Joint List Chairman Ayman Odeh listed some of them on Tuesday in a live Facebook event, Arutz 7 reports. They include an end to Jewish visits to the Temple Mount, the holiest site in Judaism, and no unilateral steps linked to the Trump administration’s peace plan, dubbed the ‘deal of the century.’
Odeh also said that half of Israel’s capital should be given over for the capital of a future Palestinian state. But he said the party would refrain from pushing that demand at present.
“We have a clear position on the issue of the al-Aqsa mosque. We want to see the cessation of all visits of extremist settlers to the mosque,” he said. Arutz 7 reports that by “extremist settlers” Odeh meant all Jews.
“This is something that [began] during the Netanyahu era, and we want the status quo to be restored. Al-Aqsa is a Muslim place of worship, and east Jerusalem should be the capital city of the Palestinian state.
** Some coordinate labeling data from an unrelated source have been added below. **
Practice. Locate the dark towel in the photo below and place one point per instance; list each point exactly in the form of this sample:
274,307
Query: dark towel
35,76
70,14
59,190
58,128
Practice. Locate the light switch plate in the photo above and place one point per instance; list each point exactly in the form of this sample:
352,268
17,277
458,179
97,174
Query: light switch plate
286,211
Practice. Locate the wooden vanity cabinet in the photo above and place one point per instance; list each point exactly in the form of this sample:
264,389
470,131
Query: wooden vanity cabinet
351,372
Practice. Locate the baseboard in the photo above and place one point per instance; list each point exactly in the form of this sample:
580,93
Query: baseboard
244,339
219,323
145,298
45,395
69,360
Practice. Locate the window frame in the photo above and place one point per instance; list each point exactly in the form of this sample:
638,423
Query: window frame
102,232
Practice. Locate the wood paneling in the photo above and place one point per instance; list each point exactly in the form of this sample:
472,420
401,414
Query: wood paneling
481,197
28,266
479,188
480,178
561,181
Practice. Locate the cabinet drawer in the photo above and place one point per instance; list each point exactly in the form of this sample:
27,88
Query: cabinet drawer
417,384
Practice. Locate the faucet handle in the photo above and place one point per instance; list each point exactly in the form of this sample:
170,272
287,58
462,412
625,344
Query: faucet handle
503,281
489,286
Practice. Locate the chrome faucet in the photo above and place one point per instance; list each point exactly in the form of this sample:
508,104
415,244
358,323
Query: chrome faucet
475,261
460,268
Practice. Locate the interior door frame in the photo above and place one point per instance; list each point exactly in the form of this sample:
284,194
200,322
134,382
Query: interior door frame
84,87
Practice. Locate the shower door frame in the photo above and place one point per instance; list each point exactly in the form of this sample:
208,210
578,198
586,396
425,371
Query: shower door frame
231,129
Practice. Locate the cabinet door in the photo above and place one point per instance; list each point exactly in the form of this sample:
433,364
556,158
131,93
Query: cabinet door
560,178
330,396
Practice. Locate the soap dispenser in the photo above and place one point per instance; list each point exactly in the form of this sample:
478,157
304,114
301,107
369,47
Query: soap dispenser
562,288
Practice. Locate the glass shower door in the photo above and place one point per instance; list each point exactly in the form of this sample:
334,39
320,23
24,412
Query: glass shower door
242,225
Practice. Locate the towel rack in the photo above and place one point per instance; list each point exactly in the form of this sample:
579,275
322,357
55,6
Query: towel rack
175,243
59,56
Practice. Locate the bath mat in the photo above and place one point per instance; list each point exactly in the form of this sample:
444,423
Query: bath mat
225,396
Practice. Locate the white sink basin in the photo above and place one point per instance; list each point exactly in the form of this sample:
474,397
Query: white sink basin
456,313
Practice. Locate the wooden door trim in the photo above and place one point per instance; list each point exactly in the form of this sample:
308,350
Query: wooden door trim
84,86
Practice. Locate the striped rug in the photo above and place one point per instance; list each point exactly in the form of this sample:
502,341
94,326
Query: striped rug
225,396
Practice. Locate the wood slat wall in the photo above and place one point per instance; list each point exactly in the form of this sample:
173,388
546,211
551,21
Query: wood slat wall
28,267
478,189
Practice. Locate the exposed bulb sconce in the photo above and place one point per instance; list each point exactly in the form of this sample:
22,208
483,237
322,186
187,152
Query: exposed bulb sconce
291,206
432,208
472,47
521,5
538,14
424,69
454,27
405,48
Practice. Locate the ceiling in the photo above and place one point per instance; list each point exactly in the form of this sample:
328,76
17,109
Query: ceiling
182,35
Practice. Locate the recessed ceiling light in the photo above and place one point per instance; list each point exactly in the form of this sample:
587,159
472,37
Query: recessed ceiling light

We will be focusing on the issue of al-Aqsa at the present stage [of negotiations],” Odeh said.
The Joint List chairman also demanded that in exchange for his party’s support, Gantz would not take any unilateral steps as laid out in the Trump administration’s peace plan.
According to the plan, Israel would be able to annex the Jordan Valley and some 30 percent of Judea and Samaria – this before any demands are to be made of Israel, a break from past peace proposals which put the burden for concessions on the Jewish State.
Gantz, visiting the White House during the election campaign, told President Donald Trump that he supports the plan.
Odeh also said, “We can’t just say, ‘cancel the Kaminitz law’ and let them go and bomb Gaza, or move forward on this ‘deal of the century.’”
Odeh was referring to earlier reports that the Joint List would focus its demands on domestic issues important to the Arab sector. One of them is the cancellation of the Kaminitz Law, which was passed to combat illegal construction through stronger enforcement of planning and building laws.
The Kaminitz Law particularly impacts Arab towns, which tend to ignore Israeli construction laws and zoning regulations when building.
The Joint List also reportedly was going to demand more action to curb the high rate of violence in Arab population centers. According to one report, Israel’s Arab population accounts for 80 percent of the illegal firearms in the country.
According to Arutz 7, Odeh said that the Joint List “would not agree to a piecemeal agreement with Gantz’s party, but would demand a comprehensive series of understandings.”